We use models alongside observational datasets to study atmospheric composition and climate.

GFDL CM3/AM3 Chemistry-Climate Model: A recently developed NOAA GFDL general circulation model that includes fully coupled tropospheric and stratosphere chemistry in a single mechanism and aerosol-cloud interactions, coupled to a dynamic vegetation land model (LM3), either coupled to ocean and sea-ice models (CM3) or forced with sea surface temperatures and sea ice distributions (AM3).   AM3 includes an option to nudge the meteorology to “real” winds, enabling us to interpret “snapshot” observations and to evaluate model processes directly with measurements at specific locations and times in the same model used to simulate changes in atmospheric composition and climate.

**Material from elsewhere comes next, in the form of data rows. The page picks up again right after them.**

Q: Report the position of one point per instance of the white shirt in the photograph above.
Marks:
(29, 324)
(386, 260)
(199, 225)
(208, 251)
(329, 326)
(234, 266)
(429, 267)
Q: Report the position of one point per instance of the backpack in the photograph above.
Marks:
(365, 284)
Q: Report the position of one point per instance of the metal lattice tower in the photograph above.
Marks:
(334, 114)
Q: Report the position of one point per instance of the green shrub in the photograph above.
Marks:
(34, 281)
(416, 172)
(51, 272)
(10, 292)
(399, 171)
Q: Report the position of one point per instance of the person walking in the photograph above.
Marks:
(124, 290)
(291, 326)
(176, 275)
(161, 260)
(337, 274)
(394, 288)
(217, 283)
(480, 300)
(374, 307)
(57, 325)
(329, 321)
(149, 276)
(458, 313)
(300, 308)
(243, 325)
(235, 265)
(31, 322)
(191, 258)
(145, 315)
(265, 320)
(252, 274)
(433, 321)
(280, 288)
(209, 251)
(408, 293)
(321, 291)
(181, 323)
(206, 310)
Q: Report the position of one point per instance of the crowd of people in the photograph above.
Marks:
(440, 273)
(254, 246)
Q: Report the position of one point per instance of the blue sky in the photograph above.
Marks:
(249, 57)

GFDL LM3: The NOAA GFDL global land model with vegetation dynamics and terrestrial carbon, water, and energy balances [Shevliakova et al., Global Biogeochemical Cycles, 2009; Milly et al., Journal of Hydrometeorology, 2014].  LM3 is coupled to AM3  through several different processes, and is a part of CM3 (see above).  There is a single point configuration of LM3 that enables us to interpret observations from long-term environmental or ecological monitoring sites and advance the understanding of processes altering the land surface and climate.

GEOS-Chem model:  A chemistry-transport model driven with assimilated meteorology that has been extensively used in atmospheric chemistry over the past 15 years, originally developed and  maintained by the Harvard University Atmospheric Chemistry Modeling Group.   We are using GEOS-Chem to examine trends in atmospheric composition in recent decades, as well as for source attribution during regional pollution events.

Brewer is our computer cluster, used in our research to simulate a variety of atmospheric and climate phenomena. It is named to honor of Alan Brewer and Gordon Dobson, discoverers of the Brewer-Dobson circulation pattern in the atmosphere, which controls the distribution and flow of ozone in our planet. On Brewer we develop and brew new ideas about atmospheric chemistry, air quality, atmospheric dynamics, climate dynamics and variability, climate impacts, the climate of the past and the climate of the future, and the interactions between the atmosphere, oceans and climate, using computer programs known as general circulation models (GCMs), chemical transport models (CTMs), etc. Brewer has 32 compute nodes with a total of 1024 2.4MHZ AMD Opteron processors and 4096GB aggregate memory , a head node, a storage node with RAID-6 72TB capacity, Infiniband QDR 40Gb/s fast interconnect for parallel computations, and a wide variety of scientific software installed.